First color photograph of Earth taken beyond low orbit

Space Mission
Apollo 4, November 9, 1967, 005:39:00 GET

Photographer
Taken by an automatic Maurer 70mm camera aboard the unmanned Apollo 4 spacecraft

Photo Description
Vintage chromogenic print on fiber-based Kodak paper, 20.3 x 25.4cm (8 x 10in), with “A Kodak Paper” watermarks on the verso, numbered “NASA AS4-1-410” (NASA MSC) in red in top margin, with a restauration (minor folding) at upper right
20.3 x 25.4cm (8 x 10in)

Essay
“Coastal Brazil, Atlantic Ocean, West Africa, Sahara, Antarctica, looking west, as photographed from the Apollo 4 (Spacecraft 017/Saturn 501) unmanned, Earth-orbital space mission. This picture was taken when the Spacecraft 017 and Saturn S-IVB (third) stage were orbiting Earth at an altitude of 9,745 nautical miles” (original NASA caption for AS4-1-410).

The photographic mission of Apollo 4 was the acquisition and return of the highest altitude color imagery ever made of the Earth.

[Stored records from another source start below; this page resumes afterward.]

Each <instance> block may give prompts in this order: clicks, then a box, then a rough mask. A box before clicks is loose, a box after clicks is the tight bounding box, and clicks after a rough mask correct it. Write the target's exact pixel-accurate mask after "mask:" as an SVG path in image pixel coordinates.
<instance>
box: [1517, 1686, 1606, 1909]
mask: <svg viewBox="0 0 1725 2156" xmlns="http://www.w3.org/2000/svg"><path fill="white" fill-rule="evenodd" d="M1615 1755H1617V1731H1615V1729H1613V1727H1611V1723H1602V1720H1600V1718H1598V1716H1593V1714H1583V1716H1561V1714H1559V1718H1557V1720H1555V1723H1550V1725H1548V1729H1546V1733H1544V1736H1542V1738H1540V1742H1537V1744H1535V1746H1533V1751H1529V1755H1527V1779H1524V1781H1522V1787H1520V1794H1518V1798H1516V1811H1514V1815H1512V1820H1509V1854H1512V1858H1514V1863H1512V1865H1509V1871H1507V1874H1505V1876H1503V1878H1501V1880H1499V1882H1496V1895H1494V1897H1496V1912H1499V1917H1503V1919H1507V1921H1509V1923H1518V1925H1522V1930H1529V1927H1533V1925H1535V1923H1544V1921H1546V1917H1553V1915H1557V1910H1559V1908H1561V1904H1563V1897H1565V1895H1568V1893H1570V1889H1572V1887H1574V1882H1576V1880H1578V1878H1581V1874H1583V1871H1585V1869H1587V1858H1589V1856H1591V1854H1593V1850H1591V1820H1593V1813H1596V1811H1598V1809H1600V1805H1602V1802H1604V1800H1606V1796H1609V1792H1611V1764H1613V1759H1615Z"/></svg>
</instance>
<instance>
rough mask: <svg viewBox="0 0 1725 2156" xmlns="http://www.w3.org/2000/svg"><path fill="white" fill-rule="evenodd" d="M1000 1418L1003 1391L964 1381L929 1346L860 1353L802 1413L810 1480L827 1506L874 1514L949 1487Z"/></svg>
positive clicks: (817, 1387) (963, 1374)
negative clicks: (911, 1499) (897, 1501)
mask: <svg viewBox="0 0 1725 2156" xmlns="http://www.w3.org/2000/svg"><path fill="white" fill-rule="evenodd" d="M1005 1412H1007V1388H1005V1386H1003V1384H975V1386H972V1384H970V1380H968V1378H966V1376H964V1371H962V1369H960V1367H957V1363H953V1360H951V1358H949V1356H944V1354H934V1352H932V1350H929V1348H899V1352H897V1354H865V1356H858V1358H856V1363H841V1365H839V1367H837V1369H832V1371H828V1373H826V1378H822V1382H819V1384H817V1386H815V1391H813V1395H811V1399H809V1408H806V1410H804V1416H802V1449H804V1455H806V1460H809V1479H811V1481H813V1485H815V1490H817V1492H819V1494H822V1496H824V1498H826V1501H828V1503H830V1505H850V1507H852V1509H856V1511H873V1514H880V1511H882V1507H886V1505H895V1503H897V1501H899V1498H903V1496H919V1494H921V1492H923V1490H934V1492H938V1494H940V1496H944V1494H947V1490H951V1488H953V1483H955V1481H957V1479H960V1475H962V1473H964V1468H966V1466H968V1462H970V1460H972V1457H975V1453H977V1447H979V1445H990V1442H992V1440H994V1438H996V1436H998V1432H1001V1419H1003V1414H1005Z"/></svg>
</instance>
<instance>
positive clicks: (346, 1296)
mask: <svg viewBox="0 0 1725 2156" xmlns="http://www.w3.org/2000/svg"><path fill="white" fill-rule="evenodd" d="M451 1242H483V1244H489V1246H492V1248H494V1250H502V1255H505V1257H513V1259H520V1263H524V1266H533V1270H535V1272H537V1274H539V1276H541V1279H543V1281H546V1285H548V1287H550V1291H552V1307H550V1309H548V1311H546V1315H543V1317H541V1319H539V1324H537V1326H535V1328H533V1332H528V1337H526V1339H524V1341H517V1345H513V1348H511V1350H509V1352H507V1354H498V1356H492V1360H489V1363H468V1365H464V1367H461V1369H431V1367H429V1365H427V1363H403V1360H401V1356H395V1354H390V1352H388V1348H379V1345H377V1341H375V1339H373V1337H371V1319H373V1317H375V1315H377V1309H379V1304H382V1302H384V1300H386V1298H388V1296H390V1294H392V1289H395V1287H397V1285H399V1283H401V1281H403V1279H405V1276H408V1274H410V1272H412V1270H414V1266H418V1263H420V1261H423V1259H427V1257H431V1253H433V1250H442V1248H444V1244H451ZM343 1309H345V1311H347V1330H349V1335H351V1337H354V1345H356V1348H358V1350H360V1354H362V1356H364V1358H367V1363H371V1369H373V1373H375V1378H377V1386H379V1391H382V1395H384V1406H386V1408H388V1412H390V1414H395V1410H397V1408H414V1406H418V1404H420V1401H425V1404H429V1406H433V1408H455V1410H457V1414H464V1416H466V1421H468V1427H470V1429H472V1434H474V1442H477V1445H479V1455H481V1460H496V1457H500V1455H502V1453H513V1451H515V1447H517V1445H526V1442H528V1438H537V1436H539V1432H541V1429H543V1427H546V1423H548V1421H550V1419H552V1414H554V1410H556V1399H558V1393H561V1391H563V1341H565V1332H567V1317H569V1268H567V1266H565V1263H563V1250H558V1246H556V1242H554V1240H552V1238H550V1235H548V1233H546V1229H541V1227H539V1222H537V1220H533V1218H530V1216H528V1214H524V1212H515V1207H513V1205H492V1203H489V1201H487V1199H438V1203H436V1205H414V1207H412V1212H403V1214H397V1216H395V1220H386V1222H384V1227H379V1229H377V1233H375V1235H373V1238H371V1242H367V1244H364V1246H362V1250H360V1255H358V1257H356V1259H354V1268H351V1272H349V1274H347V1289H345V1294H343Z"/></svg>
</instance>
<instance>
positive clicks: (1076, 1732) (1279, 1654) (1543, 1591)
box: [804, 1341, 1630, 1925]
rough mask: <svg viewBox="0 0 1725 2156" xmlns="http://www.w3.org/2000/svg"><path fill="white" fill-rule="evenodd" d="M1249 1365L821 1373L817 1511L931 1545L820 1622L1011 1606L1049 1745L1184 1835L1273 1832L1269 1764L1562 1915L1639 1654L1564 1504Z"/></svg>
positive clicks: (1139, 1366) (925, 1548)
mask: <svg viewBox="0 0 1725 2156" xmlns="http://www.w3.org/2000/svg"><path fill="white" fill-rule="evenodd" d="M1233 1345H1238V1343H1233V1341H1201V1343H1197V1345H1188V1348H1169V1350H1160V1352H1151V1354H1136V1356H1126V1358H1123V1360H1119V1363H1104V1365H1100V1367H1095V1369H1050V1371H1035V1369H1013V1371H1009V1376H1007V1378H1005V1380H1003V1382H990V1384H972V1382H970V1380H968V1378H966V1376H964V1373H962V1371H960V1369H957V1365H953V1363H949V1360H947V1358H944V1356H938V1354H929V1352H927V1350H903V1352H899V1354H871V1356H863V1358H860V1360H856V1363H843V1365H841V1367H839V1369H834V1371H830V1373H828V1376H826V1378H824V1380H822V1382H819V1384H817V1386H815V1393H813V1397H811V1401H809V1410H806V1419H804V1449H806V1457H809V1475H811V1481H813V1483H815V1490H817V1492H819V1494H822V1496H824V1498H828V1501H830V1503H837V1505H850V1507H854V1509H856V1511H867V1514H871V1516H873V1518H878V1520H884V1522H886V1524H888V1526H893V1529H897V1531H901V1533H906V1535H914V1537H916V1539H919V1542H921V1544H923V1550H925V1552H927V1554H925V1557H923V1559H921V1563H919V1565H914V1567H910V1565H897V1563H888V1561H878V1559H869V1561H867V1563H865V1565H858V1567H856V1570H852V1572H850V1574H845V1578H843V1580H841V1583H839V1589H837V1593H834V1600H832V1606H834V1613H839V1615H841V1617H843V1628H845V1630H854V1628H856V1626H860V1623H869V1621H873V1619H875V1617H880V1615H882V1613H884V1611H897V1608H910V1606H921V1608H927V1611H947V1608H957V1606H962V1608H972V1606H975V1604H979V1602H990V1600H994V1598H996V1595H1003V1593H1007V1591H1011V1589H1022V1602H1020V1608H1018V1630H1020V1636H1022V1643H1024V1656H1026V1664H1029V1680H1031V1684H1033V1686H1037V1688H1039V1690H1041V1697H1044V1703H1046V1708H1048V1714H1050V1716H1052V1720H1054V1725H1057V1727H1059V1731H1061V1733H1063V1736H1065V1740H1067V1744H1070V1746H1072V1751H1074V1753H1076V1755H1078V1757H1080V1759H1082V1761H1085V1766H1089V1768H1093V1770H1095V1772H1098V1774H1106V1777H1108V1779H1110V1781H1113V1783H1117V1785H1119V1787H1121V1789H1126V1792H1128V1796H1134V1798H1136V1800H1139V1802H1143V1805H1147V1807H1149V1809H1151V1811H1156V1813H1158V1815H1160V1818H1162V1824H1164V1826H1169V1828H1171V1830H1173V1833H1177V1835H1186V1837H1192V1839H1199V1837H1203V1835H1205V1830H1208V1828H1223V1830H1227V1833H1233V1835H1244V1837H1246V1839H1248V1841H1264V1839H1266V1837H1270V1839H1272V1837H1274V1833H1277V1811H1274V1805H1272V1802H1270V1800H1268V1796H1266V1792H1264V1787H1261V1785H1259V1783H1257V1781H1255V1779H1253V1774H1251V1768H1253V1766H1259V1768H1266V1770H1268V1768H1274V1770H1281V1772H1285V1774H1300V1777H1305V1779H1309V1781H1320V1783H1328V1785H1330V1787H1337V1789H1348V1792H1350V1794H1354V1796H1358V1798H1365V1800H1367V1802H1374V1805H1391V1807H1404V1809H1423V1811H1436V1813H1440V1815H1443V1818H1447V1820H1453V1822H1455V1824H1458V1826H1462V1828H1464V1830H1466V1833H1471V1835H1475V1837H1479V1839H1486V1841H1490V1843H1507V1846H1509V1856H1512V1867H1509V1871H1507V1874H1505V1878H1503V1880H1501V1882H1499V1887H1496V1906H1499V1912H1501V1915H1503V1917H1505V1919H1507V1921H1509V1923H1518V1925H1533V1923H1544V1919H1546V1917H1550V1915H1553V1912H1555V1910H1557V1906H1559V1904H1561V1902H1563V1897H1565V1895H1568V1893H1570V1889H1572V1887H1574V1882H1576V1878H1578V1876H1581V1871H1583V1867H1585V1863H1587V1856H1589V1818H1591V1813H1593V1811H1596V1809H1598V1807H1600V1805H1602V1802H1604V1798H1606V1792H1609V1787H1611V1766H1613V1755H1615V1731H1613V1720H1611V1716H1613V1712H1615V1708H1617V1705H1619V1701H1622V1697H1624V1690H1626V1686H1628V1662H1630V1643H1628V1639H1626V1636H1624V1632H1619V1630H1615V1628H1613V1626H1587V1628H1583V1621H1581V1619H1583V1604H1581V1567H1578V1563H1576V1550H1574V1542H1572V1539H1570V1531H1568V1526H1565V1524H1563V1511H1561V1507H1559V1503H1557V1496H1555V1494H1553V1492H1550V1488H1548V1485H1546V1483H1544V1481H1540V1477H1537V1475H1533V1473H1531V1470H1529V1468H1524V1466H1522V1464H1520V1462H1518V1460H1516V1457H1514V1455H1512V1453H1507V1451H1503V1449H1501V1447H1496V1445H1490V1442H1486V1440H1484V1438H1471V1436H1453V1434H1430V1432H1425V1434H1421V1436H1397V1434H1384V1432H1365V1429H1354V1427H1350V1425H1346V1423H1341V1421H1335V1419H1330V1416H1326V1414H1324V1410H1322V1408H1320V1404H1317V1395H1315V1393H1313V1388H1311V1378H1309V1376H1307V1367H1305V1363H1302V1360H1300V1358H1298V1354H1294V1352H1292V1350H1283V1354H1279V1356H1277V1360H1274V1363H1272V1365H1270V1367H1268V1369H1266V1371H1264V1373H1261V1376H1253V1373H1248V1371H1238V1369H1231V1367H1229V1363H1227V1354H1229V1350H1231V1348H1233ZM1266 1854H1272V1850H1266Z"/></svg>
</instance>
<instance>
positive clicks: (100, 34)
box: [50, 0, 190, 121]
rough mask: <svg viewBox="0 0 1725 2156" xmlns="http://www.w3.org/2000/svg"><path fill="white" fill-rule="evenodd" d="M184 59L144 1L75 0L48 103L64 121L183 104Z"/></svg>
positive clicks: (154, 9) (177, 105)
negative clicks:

Located in the capsule of the spacecraft, looking out of the window, was not an astronaut but an automatic 70mm Maurer camera which took this beautiful view of the full crescent Earth.

“Every picture of the whole Earth so far had been electronically transmitted; this time the negative was taken back to Earth and was recovered in the Pacific after reentry of the capsule” (Poole, p. 86).